Herr Präsident, meine Damen und Herren! Ich meine, wir sollten doch noch einmal genauer den Text ansehen! Wir verlangen vom Senat ein Konzept für eine Vernetzung und Kooperation verpflichtender Früherkennungsuntersuchungen. Das wollen wir haben, und ich finde, das ist genau richtig.

(Beifall bei der SPD und bei der CDU – Zuruf des Abg. D r. G ü l d n e r [Bündnis 90/ Die Grünen])

(Abg. D r. G ü l d n e r [Bündnis 90/Die Grünen]: Ihr Antrag hat aber 3 Punkte!)

Ich denke, Sie sollten hier den Text einmal genauer lesen, und deswegen stehen wir dazu. Man kann natürlich in der Deputation nachher noch einmal diskutieren, das ist ja keine Frage, aber ich finde, wir müssen jetzt endlich ein deutliches Zeichen setzen. Wir können nicht dauernd hier herumeiern!

(Beifall bei der SPD und bei der CDU)

Als nächster Redner erhält das Wort der Abgeordnete Bartels.

Herr Präsident, meine Damen und Herren! Herr Wedler, Frau Linnert, das, was Sie hier gesagt haben, ist weder Fisch noch Fleisch. Fangen Sie doch an, über diese Thematik zu diskutieren! Wir tun das seit 2 Jahren. Ich erinnere mich an Debattenbeiträge von Frau Dr. Mohr-Lüllmann, die hier bereits im Jahr 2003 genau das gefordert hat.

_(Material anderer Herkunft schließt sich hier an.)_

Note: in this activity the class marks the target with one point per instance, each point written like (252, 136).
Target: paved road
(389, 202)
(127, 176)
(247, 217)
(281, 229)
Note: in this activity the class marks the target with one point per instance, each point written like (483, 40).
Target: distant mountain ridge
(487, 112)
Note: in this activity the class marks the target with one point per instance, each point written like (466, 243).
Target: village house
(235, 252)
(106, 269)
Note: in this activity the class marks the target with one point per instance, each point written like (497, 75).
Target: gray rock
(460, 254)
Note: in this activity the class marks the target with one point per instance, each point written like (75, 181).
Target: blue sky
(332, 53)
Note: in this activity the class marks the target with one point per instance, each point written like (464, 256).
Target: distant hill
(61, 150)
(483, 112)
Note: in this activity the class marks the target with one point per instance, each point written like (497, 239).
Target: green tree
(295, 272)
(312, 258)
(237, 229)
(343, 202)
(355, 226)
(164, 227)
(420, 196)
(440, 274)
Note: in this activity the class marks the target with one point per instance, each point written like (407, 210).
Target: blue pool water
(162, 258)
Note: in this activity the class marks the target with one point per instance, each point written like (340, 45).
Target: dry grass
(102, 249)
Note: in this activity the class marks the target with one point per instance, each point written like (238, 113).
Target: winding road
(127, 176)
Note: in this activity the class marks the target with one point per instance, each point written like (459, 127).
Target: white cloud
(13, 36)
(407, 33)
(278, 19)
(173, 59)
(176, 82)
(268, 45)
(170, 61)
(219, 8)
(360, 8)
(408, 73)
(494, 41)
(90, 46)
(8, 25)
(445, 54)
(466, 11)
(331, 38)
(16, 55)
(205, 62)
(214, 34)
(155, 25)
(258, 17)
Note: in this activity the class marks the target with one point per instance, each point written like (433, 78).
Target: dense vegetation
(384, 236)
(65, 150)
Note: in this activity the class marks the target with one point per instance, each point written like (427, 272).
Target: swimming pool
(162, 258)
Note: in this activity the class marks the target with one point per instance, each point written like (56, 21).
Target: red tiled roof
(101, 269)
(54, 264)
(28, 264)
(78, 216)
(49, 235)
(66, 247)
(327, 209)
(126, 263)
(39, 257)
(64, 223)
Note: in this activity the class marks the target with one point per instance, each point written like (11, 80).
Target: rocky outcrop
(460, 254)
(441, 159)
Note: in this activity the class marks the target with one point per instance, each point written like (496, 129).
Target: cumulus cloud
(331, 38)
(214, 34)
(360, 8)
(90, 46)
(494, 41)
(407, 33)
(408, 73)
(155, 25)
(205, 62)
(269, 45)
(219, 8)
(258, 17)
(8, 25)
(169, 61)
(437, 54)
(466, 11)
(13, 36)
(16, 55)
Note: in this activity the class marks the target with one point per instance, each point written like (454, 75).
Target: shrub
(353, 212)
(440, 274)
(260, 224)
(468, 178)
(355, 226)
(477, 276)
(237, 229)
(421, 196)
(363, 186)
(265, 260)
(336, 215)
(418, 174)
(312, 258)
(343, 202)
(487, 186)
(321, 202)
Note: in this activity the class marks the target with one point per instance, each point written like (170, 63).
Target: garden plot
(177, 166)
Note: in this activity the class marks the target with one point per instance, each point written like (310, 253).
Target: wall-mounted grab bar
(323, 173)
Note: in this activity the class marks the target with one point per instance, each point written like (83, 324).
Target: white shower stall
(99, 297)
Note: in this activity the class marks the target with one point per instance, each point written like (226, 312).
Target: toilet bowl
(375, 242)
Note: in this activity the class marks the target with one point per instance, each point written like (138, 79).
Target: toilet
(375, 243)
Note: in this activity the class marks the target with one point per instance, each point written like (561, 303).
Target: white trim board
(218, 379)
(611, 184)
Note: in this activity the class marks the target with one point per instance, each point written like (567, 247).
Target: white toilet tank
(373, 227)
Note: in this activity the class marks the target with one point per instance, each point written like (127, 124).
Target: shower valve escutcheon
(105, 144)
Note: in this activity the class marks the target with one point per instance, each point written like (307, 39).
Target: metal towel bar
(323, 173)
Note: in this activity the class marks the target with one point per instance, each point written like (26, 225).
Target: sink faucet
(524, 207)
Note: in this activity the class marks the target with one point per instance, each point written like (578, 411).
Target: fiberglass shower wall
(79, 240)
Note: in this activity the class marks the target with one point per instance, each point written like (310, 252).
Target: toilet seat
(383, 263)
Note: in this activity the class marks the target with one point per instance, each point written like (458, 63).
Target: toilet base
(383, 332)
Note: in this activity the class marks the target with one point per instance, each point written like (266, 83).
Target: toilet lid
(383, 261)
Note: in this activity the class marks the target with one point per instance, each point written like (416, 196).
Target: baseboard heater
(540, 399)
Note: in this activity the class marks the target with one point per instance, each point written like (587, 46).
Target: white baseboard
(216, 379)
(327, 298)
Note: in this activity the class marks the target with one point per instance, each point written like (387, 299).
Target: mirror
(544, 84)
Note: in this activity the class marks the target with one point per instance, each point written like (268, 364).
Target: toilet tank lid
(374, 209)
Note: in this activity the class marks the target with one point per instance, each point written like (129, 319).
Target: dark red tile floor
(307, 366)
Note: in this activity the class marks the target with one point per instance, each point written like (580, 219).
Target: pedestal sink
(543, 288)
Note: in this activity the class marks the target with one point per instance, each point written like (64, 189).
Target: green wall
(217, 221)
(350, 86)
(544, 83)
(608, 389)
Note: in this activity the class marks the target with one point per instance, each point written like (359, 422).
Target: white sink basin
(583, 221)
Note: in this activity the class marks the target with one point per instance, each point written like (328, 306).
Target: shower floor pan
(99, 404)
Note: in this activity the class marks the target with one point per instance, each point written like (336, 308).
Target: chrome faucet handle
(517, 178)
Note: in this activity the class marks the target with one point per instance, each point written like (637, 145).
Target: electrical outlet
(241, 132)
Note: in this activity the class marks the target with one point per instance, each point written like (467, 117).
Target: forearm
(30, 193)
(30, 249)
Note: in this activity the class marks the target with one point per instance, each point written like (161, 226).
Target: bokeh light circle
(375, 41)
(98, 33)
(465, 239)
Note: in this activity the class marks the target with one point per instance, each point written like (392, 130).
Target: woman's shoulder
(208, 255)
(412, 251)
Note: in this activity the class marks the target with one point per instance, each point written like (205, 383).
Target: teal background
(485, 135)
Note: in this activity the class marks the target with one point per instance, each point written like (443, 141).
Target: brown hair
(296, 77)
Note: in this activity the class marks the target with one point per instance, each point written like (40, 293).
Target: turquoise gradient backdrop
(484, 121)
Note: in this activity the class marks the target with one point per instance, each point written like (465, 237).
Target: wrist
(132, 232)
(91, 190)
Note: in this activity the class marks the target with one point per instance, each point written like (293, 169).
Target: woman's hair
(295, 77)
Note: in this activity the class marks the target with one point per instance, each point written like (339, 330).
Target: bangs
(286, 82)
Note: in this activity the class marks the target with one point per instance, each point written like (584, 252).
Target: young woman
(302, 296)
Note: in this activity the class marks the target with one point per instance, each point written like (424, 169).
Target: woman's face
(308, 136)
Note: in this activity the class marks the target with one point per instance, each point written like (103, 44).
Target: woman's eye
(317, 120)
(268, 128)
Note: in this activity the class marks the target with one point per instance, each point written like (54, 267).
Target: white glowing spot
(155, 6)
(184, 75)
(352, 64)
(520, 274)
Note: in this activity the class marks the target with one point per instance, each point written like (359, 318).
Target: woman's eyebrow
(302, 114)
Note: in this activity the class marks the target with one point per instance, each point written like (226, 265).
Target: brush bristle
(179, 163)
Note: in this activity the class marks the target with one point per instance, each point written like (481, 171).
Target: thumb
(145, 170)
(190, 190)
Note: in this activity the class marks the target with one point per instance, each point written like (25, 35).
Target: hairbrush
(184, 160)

Meine Damen und Herren, wenn wir hier jetzt nicht zu einer Entscheidung kommen, dann ist es genau die Unfähigkeit, die wir nicht brauchen.

(Beifall bei der CDU und bei der SPD)

Ich plädiere deshalb dringend dafür, dass wir diese Entscheidung hier heute treffen. Wir sind dazu bereit. Wir haben das ausdiskutiert, aber wir sind natürlich bereit, und ich schließe mich da Herrn Brumma an, das in der Deputation weiter fachlich zu beraten, wie es dann in der Ausgestaltung ist.